One of the most momentous serendipitous discoveries in psychiatry (one that should have won the Nobel Prize in Medicine or Physiology, like the discovery of penicillin) was the phenothiazine drug chlorpromazine, first used as an adjunct to surgical anesthesia in the late 1940s and early 1950s.2 Chlorpromazine eliminated psychotic symptoms in many patients (refuting centuries of dogma that madness is irreversible), led to
deinstitutionalization and community care of patients who suffer a serious psychiatric disorder, and reduced psychiatric beds from 50% of all hospital beds in the United States to about 5% today. Numerous phenothiazines were developed (evolution) followed by six non-phenothiazine classes (paradigm shift).

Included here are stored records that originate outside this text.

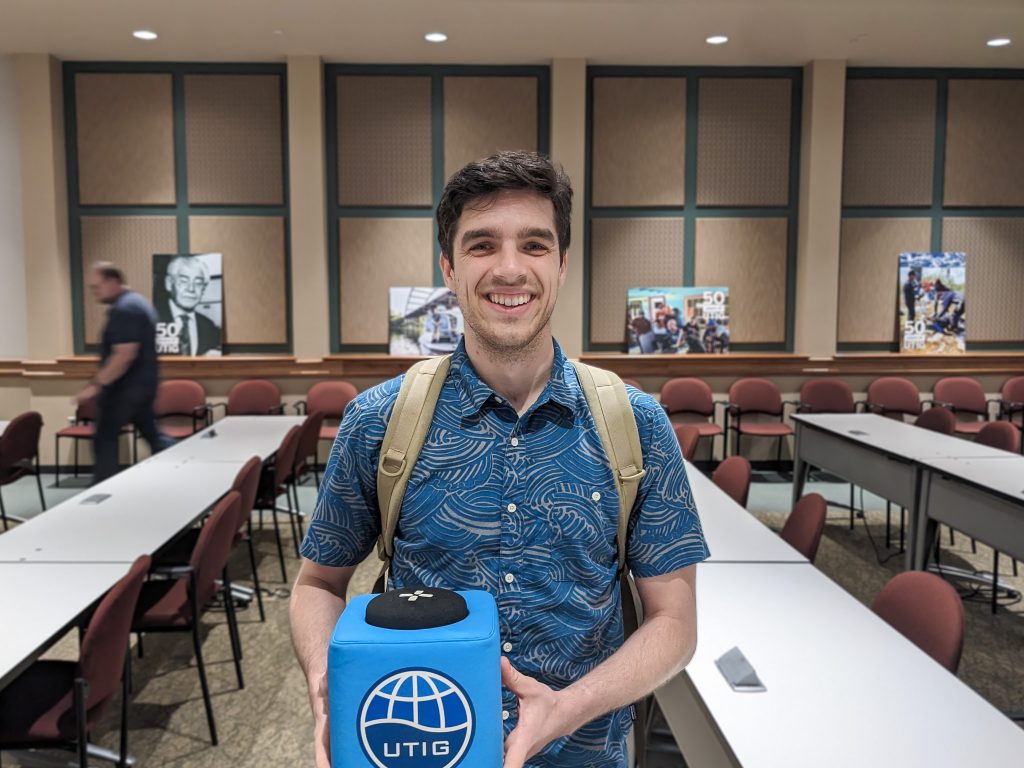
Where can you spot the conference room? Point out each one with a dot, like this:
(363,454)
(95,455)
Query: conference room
(779,210)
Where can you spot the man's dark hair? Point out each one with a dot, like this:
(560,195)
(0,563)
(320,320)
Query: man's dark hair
(502,172)
(110,270)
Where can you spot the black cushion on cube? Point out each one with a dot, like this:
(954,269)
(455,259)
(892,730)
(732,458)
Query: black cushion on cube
(416,608)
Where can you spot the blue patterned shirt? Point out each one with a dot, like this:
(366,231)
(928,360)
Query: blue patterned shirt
(524,507)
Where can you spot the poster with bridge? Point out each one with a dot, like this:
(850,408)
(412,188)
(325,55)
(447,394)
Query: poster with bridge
(932,304)
(423,321)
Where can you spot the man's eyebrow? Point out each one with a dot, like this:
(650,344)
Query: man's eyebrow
(474,233)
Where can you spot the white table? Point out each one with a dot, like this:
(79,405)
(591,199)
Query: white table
(40,602)
(231,438)
(733,535)
(148,505)
(982,498)
(843,687)
(881,455)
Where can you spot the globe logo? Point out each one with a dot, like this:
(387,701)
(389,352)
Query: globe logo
(416,719)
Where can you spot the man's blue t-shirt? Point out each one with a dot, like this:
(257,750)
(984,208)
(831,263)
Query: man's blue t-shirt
(132,321)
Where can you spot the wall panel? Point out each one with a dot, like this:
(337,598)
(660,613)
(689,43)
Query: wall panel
(625,254)
(749,256)
(639,141)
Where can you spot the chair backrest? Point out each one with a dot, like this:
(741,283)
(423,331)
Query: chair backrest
(928,611)
(826,396)
(733,476)
(805,524)
(284,460)
(247,483)
(308,439)
(101,656)
(214,545)
(1000,434)
(688,436)
(330,397)
(687,395)
(253,397)
(938,420)
(19,441)
(756,395)
(894,394)
(178,397)
(963,393)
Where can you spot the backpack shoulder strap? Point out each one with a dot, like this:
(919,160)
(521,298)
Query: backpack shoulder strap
(407,431)
(609,404)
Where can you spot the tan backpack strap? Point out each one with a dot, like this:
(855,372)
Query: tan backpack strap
(407,431)
(609,404)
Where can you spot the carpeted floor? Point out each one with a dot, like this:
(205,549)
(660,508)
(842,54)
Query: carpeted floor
(268,722)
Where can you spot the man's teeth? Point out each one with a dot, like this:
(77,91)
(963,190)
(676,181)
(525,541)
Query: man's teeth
(505,300)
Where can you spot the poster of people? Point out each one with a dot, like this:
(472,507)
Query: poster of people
(678,321)
(932,303)
(424,321)
(187,292)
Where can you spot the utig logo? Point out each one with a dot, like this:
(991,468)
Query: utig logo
(416,719)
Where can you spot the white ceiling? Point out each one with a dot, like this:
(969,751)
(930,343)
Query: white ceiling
(873,33)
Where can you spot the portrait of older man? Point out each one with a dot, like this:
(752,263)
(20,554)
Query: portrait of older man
(185,327)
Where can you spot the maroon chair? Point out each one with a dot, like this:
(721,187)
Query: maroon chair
(937,419)
(894,396)
(828,396)
(252,397)
(275,480)
(247,484)
(1012,399)
(733,476)
(331,398)
(19,456)
(691,396)
(56,702)
(175,604)
(688,436)
(928,611)
(805,524)
(756,396)
(962,394)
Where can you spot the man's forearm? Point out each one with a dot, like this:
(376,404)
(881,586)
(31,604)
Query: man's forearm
(652,655)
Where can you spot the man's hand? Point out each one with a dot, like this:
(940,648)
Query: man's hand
(542,717)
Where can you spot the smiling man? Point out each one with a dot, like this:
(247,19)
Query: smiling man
(512,493)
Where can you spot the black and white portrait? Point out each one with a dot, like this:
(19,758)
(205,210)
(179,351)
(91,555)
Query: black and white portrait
(187,291)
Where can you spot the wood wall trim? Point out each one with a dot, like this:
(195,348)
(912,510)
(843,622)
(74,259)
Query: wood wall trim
(385,367)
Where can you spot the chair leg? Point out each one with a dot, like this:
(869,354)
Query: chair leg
(81,691)
(256,587)
(202,680)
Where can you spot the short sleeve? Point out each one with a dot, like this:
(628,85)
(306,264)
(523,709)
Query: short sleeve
(665,527)
(345,523)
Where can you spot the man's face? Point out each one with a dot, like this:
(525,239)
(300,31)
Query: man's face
(103,289)
(186,287)
(507,269)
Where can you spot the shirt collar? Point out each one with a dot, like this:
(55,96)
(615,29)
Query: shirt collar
(476,394)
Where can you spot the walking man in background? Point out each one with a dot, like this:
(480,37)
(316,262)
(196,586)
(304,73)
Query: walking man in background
(125,385)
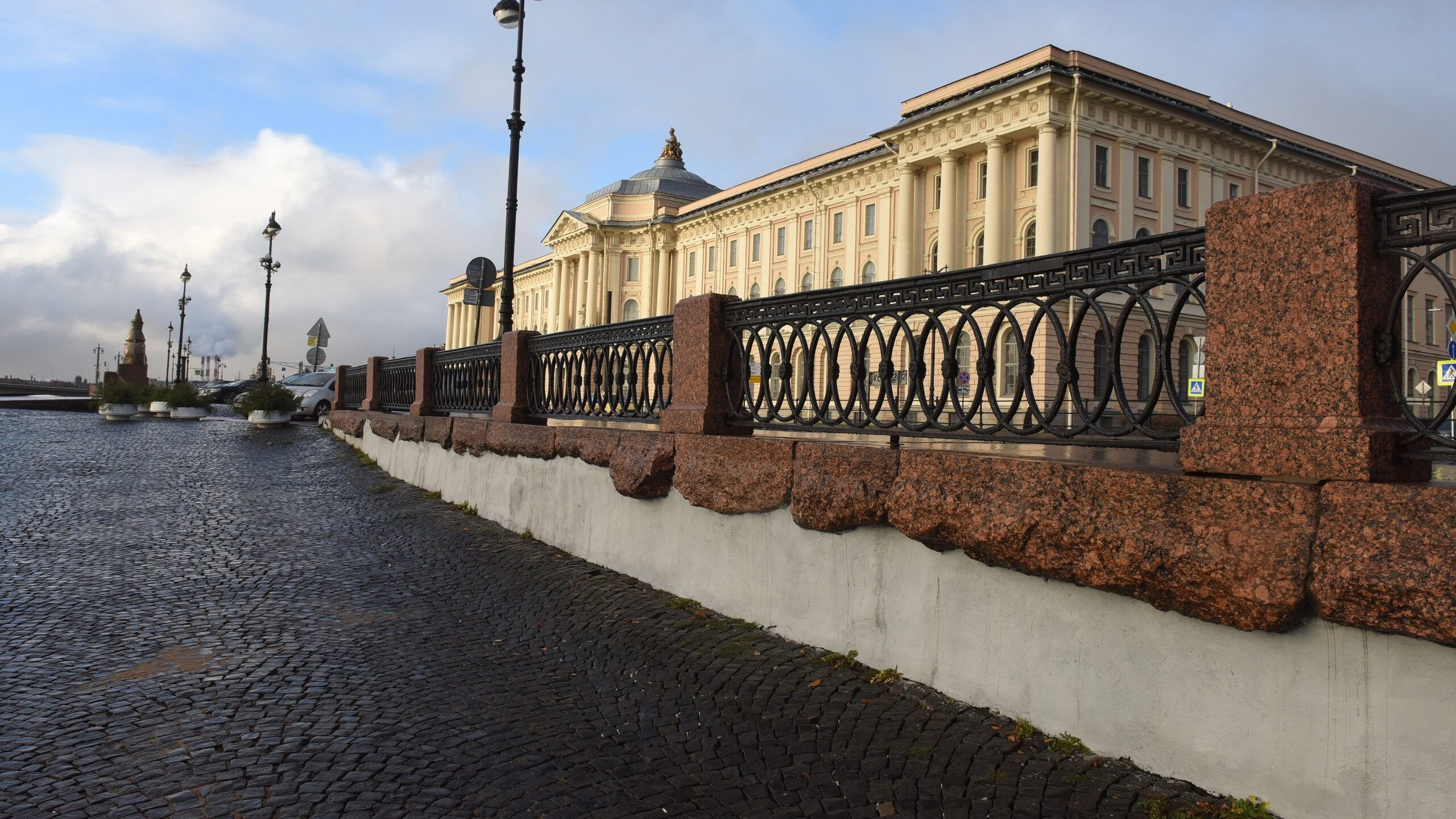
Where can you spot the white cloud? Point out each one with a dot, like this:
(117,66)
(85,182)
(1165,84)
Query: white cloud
(366,247)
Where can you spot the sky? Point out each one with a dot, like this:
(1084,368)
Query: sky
(142,136)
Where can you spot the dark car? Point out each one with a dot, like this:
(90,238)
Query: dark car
(229,391)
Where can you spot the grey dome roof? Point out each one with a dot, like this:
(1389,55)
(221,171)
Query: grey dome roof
(667,177)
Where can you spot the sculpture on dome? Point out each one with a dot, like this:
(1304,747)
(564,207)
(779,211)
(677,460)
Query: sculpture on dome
(673,149)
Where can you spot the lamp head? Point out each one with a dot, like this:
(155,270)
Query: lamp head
(508,14)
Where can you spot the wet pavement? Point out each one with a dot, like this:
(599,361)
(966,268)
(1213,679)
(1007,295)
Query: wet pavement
(207,620)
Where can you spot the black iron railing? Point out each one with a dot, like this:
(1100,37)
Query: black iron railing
(1416,344)
(619,371)
(398,384)
(353,394)
(468,379)
(1097,346)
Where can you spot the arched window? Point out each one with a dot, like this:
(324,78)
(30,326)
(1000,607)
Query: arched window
(1184,366)
(1145,366)
(1101,363)
(1008,363)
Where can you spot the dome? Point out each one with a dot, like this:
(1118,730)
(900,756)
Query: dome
(667,177)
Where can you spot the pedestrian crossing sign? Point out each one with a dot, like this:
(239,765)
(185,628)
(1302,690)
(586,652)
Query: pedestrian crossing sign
(1446,374)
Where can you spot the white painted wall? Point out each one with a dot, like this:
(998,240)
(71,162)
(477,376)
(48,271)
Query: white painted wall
(1324,722)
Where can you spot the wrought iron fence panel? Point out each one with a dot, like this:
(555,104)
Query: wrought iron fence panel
(1083,348)
(468,379)
(355,381)
(621,371)
(398,384)
(1418,231)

Another truly felicitous serendipity was the discovery of the first atypical antipsychotic, clozapine (synthesized in 1959, the same year that the antipsychotic thioridazine [Mellaril] was synthesized), which was initially shelved because it did not cause extrapyramidal symptoms (EPS); at the time, EPS were erroneously thought to be indispensable for antipsychotic efficacy! The discovery of clozapine led to the development of the nine atypical antipsychotics that have largely replaced the first-generation agents (paradigm shift) and that mimic clozapine’s far stronger binding of serotonin 5-HT2A receptors than binding of dopamine D2 receptors, thus reducing the occurrence of neurologic movement disorders (ie, EPS).

Clozapine led to a radical breakthrough when it proved to have efficacy in schizophrenia that is refractory to first-generation antipsychotics (the CATIE study showed the same efficacy for second-generation antipsychotics). A follow-up breakthrough was the
discovery of the efficacy of clozapine on suicidality, a significant cause of mortality in patients with schizophrenia.

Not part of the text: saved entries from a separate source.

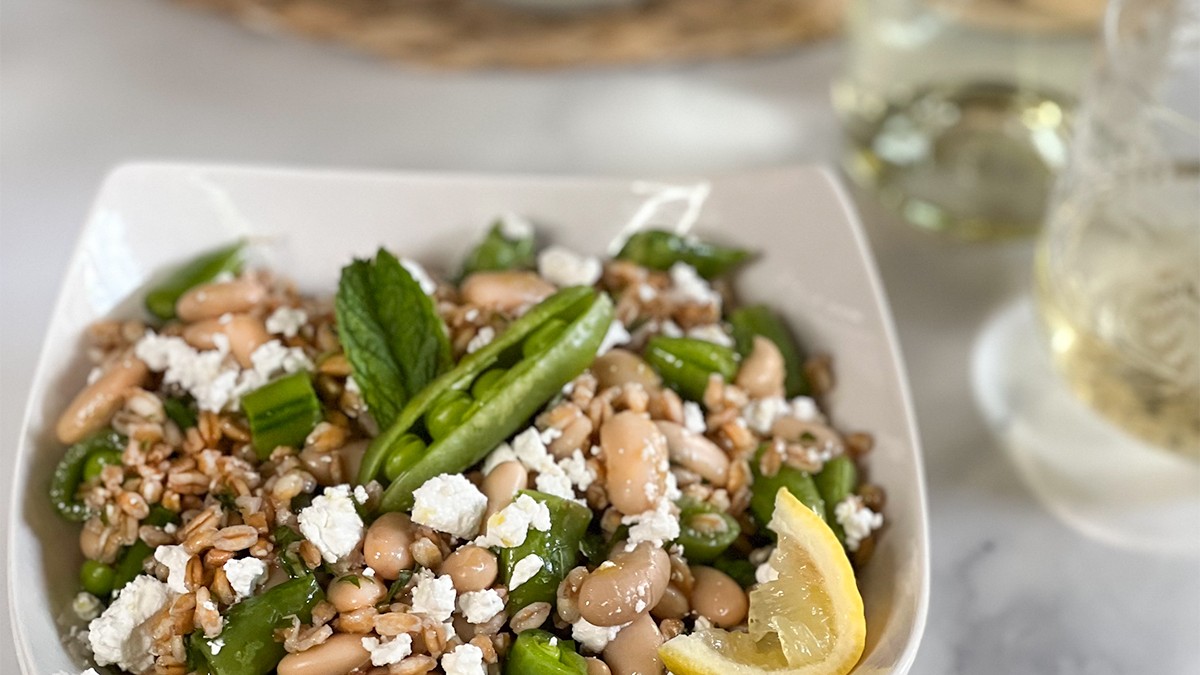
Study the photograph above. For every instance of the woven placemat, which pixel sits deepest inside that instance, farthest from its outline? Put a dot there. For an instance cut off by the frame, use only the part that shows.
(467, 34)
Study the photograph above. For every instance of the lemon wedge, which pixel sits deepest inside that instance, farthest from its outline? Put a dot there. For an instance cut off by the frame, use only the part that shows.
(809, 621)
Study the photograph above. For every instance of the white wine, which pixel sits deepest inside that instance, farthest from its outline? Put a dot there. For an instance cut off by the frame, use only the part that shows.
(1120, 296)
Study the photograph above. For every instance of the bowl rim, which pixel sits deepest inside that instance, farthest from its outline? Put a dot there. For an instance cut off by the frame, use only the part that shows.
(905, 658)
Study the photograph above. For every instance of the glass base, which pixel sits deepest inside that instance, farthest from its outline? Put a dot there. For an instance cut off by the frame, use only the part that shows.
(1092, 476)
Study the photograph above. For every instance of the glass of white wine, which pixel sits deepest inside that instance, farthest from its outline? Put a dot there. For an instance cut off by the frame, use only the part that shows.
(958, 112)
(1096, 388)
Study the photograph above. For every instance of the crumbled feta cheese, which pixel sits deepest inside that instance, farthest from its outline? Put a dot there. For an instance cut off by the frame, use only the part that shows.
(515, 227)
(389, 651)
(481, 339)
(857, 520)
(449, 503)
(694, 418)
(286, 321)
(85, 605)
(120, 635)
(658, 525)
(765, 573)
(712, 333)
(331, 523)
(433, 596)
(525, 569)
(465, 659)
(245, 573)
(423, 278)
(479, 607)
(502, 454)
(690, 286)
(563, 267)
(594, 638)
(617, 334)
(175, 560)
(509, 526)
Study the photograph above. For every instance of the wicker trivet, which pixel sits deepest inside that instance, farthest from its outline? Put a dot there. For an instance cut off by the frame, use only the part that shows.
(463, 34)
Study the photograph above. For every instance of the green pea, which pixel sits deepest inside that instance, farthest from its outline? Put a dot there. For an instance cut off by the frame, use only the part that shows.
(99, 460)
(448, 413)
(541, 339)
(97, 578)
(486, 382)
(406, 451)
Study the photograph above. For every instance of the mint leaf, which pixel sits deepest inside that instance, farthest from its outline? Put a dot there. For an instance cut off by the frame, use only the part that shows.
(393, 335)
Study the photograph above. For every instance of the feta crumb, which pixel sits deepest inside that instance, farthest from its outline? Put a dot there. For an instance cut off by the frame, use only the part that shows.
(502, 454)
(331, 523)
(766, 573)
(525, 569)
(479, 607)
(120, 635)
(658, 525)
(244, 574)
(515, 227)
(712, 333)
(690, 286)
(481, 339)
(694, 418)
(857, 520)
(594, 638)
(449, 503)
(433, 596)
(617, 334)
(563, 267)
(465, 659)
(423, 278)
(286, 321)
(175, 560)
(85, 605)
(390, 651)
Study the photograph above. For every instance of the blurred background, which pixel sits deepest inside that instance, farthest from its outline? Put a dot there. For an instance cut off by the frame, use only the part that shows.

A recently reported treatment for schizophrenia might be a potentially radical breakthrough. In a pilot study, researchers reported very rapid and significant improvement in positive and negative symptoms (and even anxiety and depressive symptoms, and within 4 hours and persisting for 4 weeks!3), using the antihypertensive sodium nitroprusside, administered IV. Here is another paradigm shift—in drug delivery, similar to what was seen with IV ketamine, which led to a radical breakthrough in treating drug-resistant depression.

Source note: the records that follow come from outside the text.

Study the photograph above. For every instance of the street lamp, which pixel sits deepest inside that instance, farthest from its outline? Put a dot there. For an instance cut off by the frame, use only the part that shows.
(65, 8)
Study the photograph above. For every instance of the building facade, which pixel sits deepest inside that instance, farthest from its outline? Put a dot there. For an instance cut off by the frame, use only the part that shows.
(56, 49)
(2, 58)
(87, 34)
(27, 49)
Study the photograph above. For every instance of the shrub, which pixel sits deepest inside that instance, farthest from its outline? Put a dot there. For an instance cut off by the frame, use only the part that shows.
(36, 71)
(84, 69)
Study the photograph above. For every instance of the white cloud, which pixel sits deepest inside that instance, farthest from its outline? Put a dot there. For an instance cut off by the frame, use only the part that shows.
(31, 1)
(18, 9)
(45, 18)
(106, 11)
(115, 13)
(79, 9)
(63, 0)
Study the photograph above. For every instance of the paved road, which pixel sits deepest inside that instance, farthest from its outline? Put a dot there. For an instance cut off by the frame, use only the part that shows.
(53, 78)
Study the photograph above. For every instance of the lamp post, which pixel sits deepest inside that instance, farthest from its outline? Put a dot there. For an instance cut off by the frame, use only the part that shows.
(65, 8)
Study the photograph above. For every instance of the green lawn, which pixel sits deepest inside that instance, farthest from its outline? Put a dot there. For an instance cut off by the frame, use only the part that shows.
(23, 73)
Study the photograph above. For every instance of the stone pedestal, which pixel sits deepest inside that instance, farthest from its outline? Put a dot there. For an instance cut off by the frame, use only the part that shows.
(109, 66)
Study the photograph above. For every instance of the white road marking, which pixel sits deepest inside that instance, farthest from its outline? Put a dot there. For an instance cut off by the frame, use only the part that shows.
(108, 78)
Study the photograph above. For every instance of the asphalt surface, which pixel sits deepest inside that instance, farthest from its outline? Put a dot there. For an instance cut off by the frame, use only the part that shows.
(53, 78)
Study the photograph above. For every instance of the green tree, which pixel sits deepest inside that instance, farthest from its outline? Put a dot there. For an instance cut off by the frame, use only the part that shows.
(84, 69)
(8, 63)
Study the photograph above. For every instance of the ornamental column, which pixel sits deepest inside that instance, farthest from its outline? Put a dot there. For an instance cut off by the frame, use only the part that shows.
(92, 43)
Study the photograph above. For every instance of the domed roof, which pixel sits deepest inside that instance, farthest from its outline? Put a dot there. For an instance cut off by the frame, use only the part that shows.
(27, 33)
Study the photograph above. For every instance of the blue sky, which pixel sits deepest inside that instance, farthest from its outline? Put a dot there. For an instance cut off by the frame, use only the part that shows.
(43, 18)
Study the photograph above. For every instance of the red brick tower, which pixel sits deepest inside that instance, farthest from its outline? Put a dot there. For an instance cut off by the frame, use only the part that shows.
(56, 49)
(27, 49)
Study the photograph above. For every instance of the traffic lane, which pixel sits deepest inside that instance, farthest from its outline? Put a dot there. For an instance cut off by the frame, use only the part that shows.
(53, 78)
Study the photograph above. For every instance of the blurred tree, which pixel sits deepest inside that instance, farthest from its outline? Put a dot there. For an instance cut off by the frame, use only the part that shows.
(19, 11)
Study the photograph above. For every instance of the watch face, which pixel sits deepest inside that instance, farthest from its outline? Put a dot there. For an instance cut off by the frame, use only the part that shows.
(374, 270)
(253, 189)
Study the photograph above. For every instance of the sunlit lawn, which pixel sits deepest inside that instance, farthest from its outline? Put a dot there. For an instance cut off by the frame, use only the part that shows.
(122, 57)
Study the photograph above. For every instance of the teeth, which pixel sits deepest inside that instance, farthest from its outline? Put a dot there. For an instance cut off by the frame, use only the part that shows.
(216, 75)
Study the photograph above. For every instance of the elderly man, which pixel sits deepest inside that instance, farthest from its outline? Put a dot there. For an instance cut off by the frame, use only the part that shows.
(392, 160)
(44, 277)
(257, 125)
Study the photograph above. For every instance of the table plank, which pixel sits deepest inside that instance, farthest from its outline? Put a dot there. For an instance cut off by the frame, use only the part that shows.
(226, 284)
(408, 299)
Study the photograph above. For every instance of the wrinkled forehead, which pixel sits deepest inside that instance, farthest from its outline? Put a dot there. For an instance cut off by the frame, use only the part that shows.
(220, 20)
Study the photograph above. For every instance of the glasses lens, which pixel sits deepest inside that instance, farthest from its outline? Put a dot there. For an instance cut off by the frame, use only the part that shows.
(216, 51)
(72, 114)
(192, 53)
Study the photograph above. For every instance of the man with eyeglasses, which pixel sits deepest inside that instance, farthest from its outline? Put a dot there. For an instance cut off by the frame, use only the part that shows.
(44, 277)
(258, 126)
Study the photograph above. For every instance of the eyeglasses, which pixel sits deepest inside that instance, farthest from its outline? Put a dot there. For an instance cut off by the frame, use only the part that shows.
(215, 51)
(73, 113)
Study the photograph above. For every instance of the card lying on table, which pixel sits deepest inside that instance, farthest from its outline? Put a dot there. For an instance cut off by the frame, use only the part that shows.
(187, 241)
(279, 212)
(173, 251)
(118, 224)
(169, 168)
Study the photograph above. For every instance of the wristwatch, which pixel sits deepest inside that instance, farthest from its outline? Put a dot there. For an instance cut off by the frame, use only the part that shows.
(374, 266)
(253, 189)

Interestingly, the N-methyl-d-aspartate (NMDA) receptor is playing a key role in radical breakthroughs in schizophrenia and depression. A glycine transporter I inhibitor (which potentiates what is strongly suspected to be a hypofunctional NMDA receptor in schizophrenia) is undergoing further study for the treatment of negative and residual symptoms of schizophrenia, after a promising initial trial. This promises to be a radical breakthrough in addressing a major unmet need in psychiatry: treating negative symptoms of schizophrenia.

Antidepressants

Serendipity played a role in the discovery of the first antidepressant, iproniazid, a monoamine oxidase inhibitor (MAOI) that was used to treat tuberculosis in the 1940s and 1950s; medical staff in sanitariums noticed that the drug elevated the mood of depressed tuberculosis patients. Several other clinically useful MAOIs were then developed (evolution).

When the first tricyclic antidepressant (TCA), imipramine, was synthesized, it was intended to be an antipsychotic but—serendipitously—turned out to be a strong antidepressant. A paradigm shift from MAOIs to TCAs then occurred through the 1970s and 1980s, prompted by concerns over adverse effects caused by the interaction of MAOIs and foods that contain tyramine.